Document the state by adding a label to the FLIP page with one of "discussion", "accepted", "released", "rejected".

Please keep the discussion on the mailing list rather than commenting on the wiki (wiki discussions get unwieldy fast).

Motivation

The Apache Flink documentation has evolved organically over many years. While comprehensive, the current structure has several issues that make it harder for users to discover and navigate to the right content for their use case:

  1. Unclear boundaries between introductory sections: The distinction between "Try Flink" (tutorials), "Learn Flink" (conceptual learning), and "Concepts" (foundational concepts) is unclear. Users may not know which section to start with or how these sections relate to each other. The Diátaxis documentation framework categorizes documentation into tutorials (learning-oriented), how-to guides (task-oriented), reference (information-oriented), and explanation (understanding-oriented). The current Flink sections blur these categories, making navigation confusing.

  2. SQL is bundled with Table API: Users interested only in SQL must navigate through programmatic Table API content. SQL has become a first-class citizen in Flink with SQL Client, SQL Gateway, JDBC driver, and extensive SQL support, warranting its own documentation section.

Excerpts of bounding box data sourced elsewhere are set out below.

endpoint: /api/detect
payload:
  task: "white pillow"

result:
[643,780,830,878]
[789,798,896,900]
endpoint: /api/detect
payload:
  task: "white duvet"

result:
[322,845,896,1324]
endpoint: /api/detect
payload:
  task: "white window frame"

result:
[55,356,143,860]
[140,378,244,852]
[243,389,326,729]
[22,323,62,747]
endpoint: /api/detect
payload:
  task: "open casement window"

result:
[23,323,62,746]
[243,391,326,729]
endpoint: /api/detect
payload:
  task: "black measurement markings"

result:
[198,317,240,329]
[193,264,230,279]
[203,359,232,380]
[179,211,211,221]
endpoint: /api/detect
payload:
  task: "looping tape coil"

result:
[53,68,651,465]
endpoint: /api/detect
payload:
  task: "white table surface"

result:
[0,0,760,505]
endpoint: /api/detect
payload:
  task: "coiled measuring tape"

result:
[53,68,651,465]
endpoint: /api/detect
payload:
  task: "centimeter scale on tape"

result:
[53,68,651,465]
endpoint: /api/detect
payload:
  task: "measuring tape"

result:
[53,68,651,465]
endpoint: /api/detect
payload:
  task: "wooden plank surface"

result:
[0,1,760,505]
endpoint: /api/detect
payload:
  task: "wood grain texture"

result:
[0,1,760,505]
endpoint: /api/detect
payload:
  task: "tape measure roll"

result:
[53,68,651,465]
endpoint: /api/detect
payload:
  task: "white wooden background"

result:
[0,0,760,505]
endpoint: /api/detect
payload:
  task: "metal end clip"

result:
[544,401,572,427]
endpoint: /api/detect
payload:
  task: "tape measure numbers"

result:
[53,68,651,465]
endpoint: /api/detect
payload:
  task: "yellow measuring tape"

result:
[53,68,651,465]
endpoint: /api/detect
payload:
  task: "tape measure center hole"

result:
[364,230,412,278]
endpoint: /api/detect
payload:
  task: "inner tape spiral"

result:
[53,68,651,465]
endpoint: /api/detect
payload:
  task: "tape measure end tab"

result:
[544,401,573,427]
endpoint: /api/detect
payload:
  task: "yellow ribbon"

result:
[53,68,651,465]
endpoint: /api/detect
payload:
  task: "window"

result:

  3. Streaming concepts are buried in Table API: Concepts like Dynamic Tables, Time Attributes, and Versioned Tables are located under Table API, but these concepts apply equally to SQL users. They should be accessible to all users who are interested in relational streaming concepts.

  4. Python documentation duplicates structure: The Python API section replicates the structure of both Table API and DataStream API, creating maintenance burden and making it harder to show Python as an alternative language alongside Java/Scala.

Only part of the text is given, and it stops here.